A Framework for Evaluating the Efficacy of Foundation Embedding Models in Healthcare

Sonnet Xu,Haiwen Gui,Veronica Rotemberg,Tongzhou Wang,Yiqun T. Chen,Roxana Daneshjou
DOI: https://doi.org/10.1101/2024.04.17.24305983
2024-04-19
Abstract:Recent interest has surged in building large-scale foundation models for medical applications. In this paper, we propose a general framework for evaluating the efficacy of these foundation models in medicine, suggesting that they should be assessed across three dimensions: general performance, bias/fairness, and the influence of confounders. Utilizing Google’s recently released dermatology embedding model and lesion diagnostics as examples, we demonstrate that: 1) dermatology foundation models surpass state-of-the-art classification accuracy; 2) general-purpose CLIP models encode features informative for medical applications and should be more broadly considered as a baseline; 3) skin tone is a key differentiator for performance, and the potential bias associated with it needs to be quantified, monitored, and communicated; and 4) image quality significantly impacts model performance, necessitating that evaluation results across different datasets control for this variable. Our findings provide a nuanced view of the utility and limitations of large-scale foundation models for medical AI.
Health Informatics
What problem does this paper attempt to address?

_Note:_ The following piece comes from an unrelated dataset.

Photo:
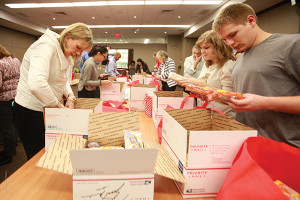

This paper proposes a framework for evaluating the effectiveness of foundational embedding models in the medical field. The study focuses on three dimensions: general performance, bias/fairness, and the impact of confounding factors. Using the recently released Google dermatology embedding model and dermatological diagnosis as an example, the paper demonstrates the potential of large-scale foundational models in improving classification accuracy, serving as a general model, performance differences related to skin tone, and the influence of image quality on model performance. The paper emphasizes the need to quantify and monitor potential biases related to skin color and control for image quality variables in different datasets. The research results provide a deep understanding and awareness of the limitations of large-scale foundational models in the application of medical AI.